The Start

115 0 0
                                    


Food. Need food. That was the mantra in Reid's head after a six-hour coding jag. His right hand ached across the knuckles, but that was more about how hard he'd hit the bag, last night than the keyboard. Should take better care of his hands. Needed them. Running, lifting, kickboxing would be safer. Food. Need food.

He stepped out into the day and shut his eyes as the sun blinded him. When was the last time he'd stood in the sun? Months. Before the semester began. He'd been toting roof tiles, trying to pay attention to what he was doing so he didn't step off a beam and go through the insulation, land in some unlucky householder's kitchen covered in plaster dust and itchy fibers.

It smelled good out here. Air that wasn't tainted by the odor of stale coffee, rotting fruit peel and a pile of laundry that needed doing. That didn't smell of two students working in a small room with no window not designed as a workspace.

"Hey man, you going to move?"

He shifted to let a group of students get through the door and tipped his face up to the sun, feeling it prickle on his skin and filter though his body, forcing a groan out of his mouth. He should get more sunshine. It was affordable, a quick fix, for aches and pains and a spirit lifter. Not that his spirit was low. This was where he was meant to be.

His stomach growled. Food. He'd come out for food, because he couldn't remember the last time he'd eaten, there was no more of the curry Dev made and he'd started to feel lightheaded.

Now he felt hot and lightheaded.

Where was Dev anyway? He'd been there, on the other side of Reid's desk and then when Reid next looked up, he simply wasn't. He hadn't heard him go.

A girl brushed his arm as she went past. That's when he realized he was standing on the walkway like an idiot while the rest of Stanford navigated around him. But that's because his head wasn't here, it was back in his room, trying to figure out why that code hadn't done what he'd wanted it to do. His stomach however was most definitely standing in the sunshine and rumbling.

Twenty minutes. That's all he should need. Find food. Eat food. Go back to his room and get that fucking code to work. At some point he had to hand in an assignment, because he still needed to graduate, in case he couldn't crack the unicorn idea and crash out of school to do a Gates/Zuckerberg.
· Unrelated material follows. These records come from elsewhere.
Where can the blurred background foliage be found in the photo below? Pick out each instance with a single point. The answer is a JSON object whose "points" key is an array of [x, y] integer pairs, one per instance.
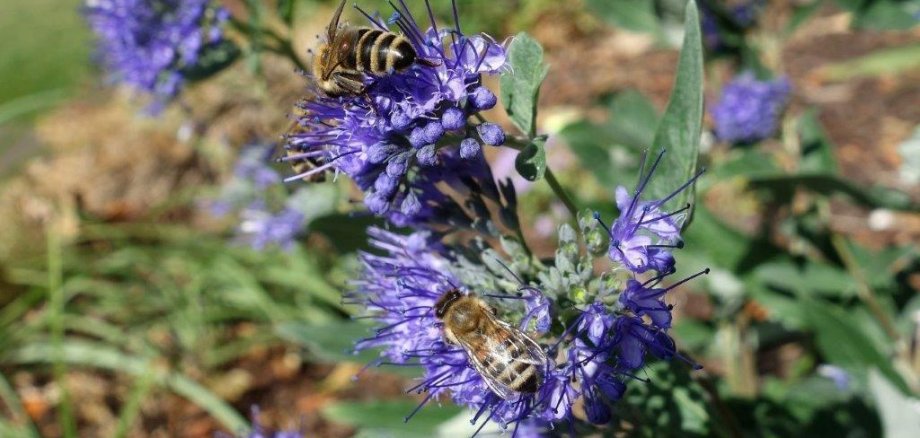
{"points": [[128, 309]]}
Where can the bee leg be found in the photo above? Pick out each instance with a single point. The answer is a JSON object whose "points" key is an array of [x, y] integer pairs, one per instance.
{"points": [[353, 83]]}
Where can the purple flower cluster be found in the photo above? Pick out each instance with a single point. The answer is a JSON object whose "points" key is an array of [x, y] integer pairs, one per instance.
{"points": [[148, 44], [411, 130], [591, 359], [642, 237], [749, 110]]}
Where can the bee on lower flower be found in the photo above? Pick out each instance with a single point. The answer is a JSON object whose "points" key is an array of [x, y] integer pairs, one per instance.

So far the unicorn code cracking had been a giant stinking ball of shit. There was a job search somewhere in his future and it was dumb to resent that. Having a decent job in the IT industry meant he'd never have to go back home and work as a roofer, do odd laboring jobs again. He still resented it. He didn't want a job. He wanted to moon walk, do something no one else had done before.

He just wasn't sure how he was going to get anyone to believe he was capable of being anything more than a crack programmer, an ace engineer.

Except Dev.

Dev already had him fitted for moon boots.

And there was something disturbing about how that made him feel. Like it might legitimately be possible to be something more than the weird, awkward loner whose study was part funded by a church scholarship, who forgot to eat, and stood numbly in the sunshine making people walk around him.

One foot in front of the other, heat on the back of his neck. He should've shaved, probably. Needed a haircut. Needed a new logic that . . .

"Watch where you're going?"

"Huh."

"Lughead."

Short people. They were a hazard. They had no idea how easy they were to walk into.